Raúl Hernández Chacón

En 1974 Erich Fromm publica una importante obra «El miedo a la libertad». Ser libre implica responsabilidad y compromiso. Hay que educarse para vivir a plenitud la libertad que tiene serias implicaciones en la vida diaria. Por eso el autor señala la necesidad de promover el pensamiento original como un elemento indispensable para el uso de esa libertad. Por eso hace una crí­tica muy fuerte a los sistemas que no lo promueven.

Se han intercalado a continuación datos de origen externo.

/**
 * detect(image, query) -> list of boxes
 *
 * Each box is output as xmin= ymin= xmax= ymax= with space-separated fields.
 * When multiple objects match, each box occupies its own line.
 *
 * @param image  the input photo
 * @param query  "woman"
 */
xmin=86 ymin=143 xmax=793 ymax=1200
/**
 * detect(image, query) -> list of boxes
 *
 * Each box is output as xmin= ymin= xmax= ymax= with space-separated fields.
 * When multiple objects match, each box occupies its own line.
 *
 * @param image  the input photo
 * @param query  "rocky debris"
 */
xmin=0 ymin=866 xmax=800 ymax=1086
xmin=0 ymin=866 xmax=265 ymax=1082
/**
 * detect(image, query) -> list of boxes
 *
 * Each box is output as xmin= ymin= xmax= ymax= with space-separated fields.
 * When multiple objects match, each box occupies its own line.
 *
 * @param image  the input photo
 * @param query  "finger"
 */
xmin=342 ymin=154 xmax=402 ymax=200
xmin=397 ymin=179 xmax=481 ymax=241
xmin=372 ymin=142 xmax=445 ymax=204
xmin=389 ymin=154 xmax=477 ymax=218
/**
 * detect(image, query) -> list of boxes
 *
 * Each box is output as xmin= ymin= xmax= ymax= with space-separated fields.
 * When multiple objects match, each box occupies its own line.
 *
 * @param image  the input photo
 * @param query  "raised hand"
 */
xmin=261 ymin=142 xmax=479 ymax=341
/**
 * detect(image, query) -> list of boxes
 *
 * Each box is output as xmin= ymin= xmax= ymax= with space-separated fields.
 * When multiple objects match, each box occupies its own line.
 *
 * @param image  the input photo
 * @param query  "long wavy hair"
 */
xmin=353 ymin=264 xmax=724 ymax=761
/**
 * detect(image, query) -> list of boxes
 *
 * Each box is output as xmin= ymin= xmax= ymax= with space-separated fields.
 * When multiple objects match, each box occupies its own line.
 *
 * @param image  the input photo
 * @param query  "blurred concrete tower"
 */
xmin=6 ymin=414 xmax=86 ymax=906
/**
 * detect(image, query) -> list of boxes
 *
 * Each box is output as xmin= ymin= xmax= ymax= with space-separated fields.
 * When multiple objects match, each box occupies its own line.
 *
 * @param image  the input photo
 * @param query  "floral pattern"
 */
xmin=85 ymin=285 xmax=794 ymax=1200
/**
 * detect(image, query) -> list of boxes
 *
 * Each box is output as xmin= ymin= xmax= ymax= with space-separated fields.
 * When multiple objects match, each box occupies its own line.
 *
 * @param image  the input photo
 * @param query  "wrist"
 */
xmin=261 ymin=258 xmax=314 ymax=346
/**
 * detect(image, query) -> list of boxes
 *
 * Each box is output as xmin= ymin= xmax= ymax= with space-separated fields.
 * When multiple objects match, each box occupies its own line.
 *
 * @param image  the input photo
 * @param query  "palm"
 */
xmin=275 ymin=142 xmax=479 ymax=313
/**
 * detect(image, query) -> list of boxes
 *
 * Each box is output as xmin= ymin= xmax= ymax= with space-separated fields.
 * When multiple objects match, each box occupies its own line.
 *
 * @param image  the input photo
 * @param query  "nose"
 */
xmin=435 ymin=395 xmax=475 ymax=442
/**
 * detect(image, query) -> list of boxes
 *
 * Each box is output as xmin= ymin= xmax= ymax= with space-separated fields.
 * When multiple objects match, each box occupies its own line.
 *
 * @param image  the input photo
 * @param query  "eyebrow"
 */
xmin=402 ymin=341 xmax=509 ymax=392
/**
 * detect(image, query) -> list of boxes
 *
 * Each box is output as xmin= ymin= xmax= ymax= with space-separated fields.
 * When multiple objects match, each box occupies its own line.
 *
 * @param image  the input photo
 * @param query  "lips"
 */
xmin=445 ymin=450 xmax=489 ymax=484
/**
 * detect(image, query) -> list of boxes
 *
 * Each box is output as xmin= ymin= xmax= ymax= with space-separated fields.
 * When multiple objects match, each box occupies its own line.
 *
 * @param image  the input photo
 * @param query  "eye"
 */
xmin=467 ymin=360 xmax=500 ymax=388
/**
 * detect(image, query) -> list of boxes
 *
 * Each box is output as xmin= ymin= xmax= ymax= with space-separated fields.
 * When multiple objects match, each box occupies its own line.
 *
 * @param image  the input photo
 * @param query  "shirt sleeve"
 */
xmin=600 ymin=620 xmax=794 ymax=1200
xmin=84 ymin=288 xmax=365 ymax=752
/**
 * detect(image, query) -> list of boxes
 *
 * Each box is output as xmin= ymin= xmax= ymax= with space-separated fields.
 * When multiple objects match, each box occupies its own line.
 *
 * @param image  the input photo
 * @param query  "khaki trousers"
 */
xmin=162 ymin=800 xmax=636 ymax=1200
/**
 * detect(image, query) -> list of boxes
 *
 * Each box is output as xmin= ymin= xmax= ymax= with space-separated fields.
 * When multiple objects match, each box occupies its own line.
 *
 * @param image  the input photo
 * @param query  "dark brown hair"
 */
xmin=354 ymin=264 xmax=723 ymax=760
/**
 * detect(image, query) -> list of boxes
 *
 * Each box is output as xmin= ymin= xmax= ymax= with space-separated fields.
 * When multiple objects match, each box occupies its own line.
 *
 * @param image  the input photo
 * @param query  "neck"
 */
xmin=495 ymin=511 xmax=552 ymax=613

Desde los comienzos mismos de la educación, el pensamiento original es desaprobado, llenándose la cabeza la gente con pensamientos hechos. Cómo se logra esto con los niños pequeños, es cosa muy fácil de observar. Llenos de curiosidad acerca del mundo, quieren asirlo fí­sica e intelectualmente. Se hallan deseosos de conocer la verdad, puesto que ésa es la manera más segura para orientarse en un mundo extraño y poderoso. Pero no se los toma enserio, y a este respecto poco importa la forma que asuma tal actitud: de abierta desatención o de sutil condescendencia (forma usual de tratar a todos aquellos que carecen de poder, tales como los niños, los ancianos o los enfermos). Si bien este trato ya desalienta profundamente de por sí­ el pensamiento» independiente, hay también una dificultad mayor: la insinceridad -a menudo no intencional- tan tí­pica de la conducta del adulto medio hacia el niño. Tal falta de sinceridad se manifiesta en parte en esa imagen ficticia del mundo que los pequeños reciben de los mayores.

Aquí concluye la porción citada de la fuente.